Blog WHS Visits
WHS #697: Medina Azahara
Spain’s Medina Azahara won its WH status as recently as 2018 (after having been on the Tentative List for 3 years). It wasn’t a well-known destination before that, as can be read from the previous reviewers on this website which all visited a few years earlier at most. The site has been excavated from 1910 on and has been a Spanish national monument since 1923, but the real boost in visitor numbers came after the opening of the award-winning on-site museum in 2009. When I visited, on a Saturday in late March 2019, there were literally hundreds of visitors around and the overflow parking lot was in use. A significant part of the daytrippers consisted of Spanish muslims.
Somehow not everything adds up here regarding visitor management: strapped for cash some restorations like the one of the Rich Hall have slowed down, but there still is no entrance fee charged. Other prominent Andalusian landmarks such as the Alhambra and Cordoba’s mosque-cathedral cost 14 and 10 EUR respectively. So why does Medina Azahara not profit financially from the high visitor numbers? The only paid aspect is the bus ride to the archaeological site, but this money seems to go directly to the bus company.

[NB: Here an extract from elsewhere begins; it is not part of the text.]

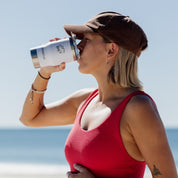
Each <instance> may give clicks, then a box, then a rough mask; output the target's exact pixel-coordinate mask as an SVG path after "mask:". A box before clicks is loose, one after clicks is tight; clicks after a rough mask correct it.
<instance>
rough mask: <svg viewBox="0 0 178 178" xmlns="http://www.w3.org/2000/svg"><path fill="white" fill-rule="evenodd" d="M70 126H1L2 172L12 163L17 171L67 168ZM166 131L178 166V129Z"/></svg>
mask: <svg viewBox="0 0 178 178" xmlns="http://www.w3.org/2000/svg"><path fill="white" fill-rule="evenodd" d="M70 130H71V127H70V128H65V127H59V128H52V127H51V128H50V129H49V128H48V129H46V128H23V129H0V174H1V172H2V171H3V172H4V171H7V170H6V169H9V167H11V168H12V169H11V170H14V171H16V170H17V169H16V165H20V167H21V169H20V170H21V171H26V169H28V170H32V169H33V170H34V168H35V167H36V166H34V165H38V172H40V165H43V166H41V172H44V171H45V170H48V173H49V172H50V171H51V172H52V173H54V172H55V171H57V172H58V171H59V165H60V168H61V169H66V168H68V164H67V161H66V159H65V156H64V145H65V141H66V138H67V136H68V134H69V132H70ZM166 132H167V136H168V140H169V144H170V147H171V150H172V153H173V156H174V159H175V162H176V166H177V168H178V129H166ZM25 165H27V166H25ZM30 165H31V169H30ZM45 167H46V169H45ZM13 168H14V169H13ZM65 171H66V170H65Z"/></svg>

Nevertheless, a visit is worthwhile and I spent about 2.5 hours at the site. The museum is an attraction in itself. I especially liked the glazed ceramics with their green and manganese decorations (I had to look that last one up – it’s a metal). They were made specifically at (or at least: for) Medina Azahara’s entourage. I also appreciated that at the end of your tour along the exhibitions you pass two huge storerooms where many more findings are kept. This as a silent reminder that much more work has to be done.
The archaeological site itself I found larger and more impressive than I had expected. When it was rediscovered for the first time – in the 16th century by a local monk – it was thought that they were Roman ruins. This seems understandable as the ground plan resembles Pompeii or other relatively intact Roman cities. Medina Azahara was built on a series of man-made terraces, with the Caliph’s palace at the top. These days as a tourist you walk down from top to bottom. The narrow street pattern is still present and it really feels like you are walking in a city. There are squares, gardens, official buildings and smaller living quarters for the servants. The presence of palm trees and water in the pools does add to the general atmosphere of a liveable, rich city.
Some parts have been beautifully restored, or better said: re-assembled as if it were a large jigsaw puzzle of where only half of the pieces were available. This was most prominently done at the various semi-circular arches, which were gateways and entrances to main buildings. The best example is found at the Europa Nostra award-winning House of Ya’far. The difference between original work and later additions is clearly visible, apparently a good practice in restoration. The authenticity of the whole was satisfactory to the ICOMOS consultants.
Medina Azahara has come a long way over the past decade. I wonder how it will look like in 10 years. Time will come that the Rich Hall and its adjacent gardens will also be accessible, lifting the whole visiting experience up to another level.
Els - 7 April 2019
Els Slots 7 April 2019
The whole area (Rich Hall plus gardens) is fenced off (there's a stone wall in between this part and the rest of the site, you cannot even come close). The AB ev of 2018 says "the conservation of some buildings of the Qasr have been delayed by financial restrictions. The main financial resources come from the Junta de Andalusia that covers the current expenses and minor conservation works. The large projects of building conservation cannot be carried out solely with the current budget. Special financial support by external institutions is required."
Solivagant 7 April 2019
I missed the Article link -
This from 2011 indicated that it was only supposed to be 24 month project -
Solivagant 7 April 2019
In my review I wasn't sure if the "Rich Hall" (Salon Rico) and gardens were just temporarily "blocked off" - but you seem to have concluded that the entire area is closed for some time until "restoration" is "complete". This article indicates that the WMF has been involved since 2011 but isn't clear whether it considers its work finished or not (it uses both "past" and "present continuous" tenses!). And I can find nothing on the Web indicating when the Hall might be open . Also it isn't clear to me whether the Gardens have to await completion of the Rich Hall.. Did you gather anything? Months ....Years ..... Unknown into the distance?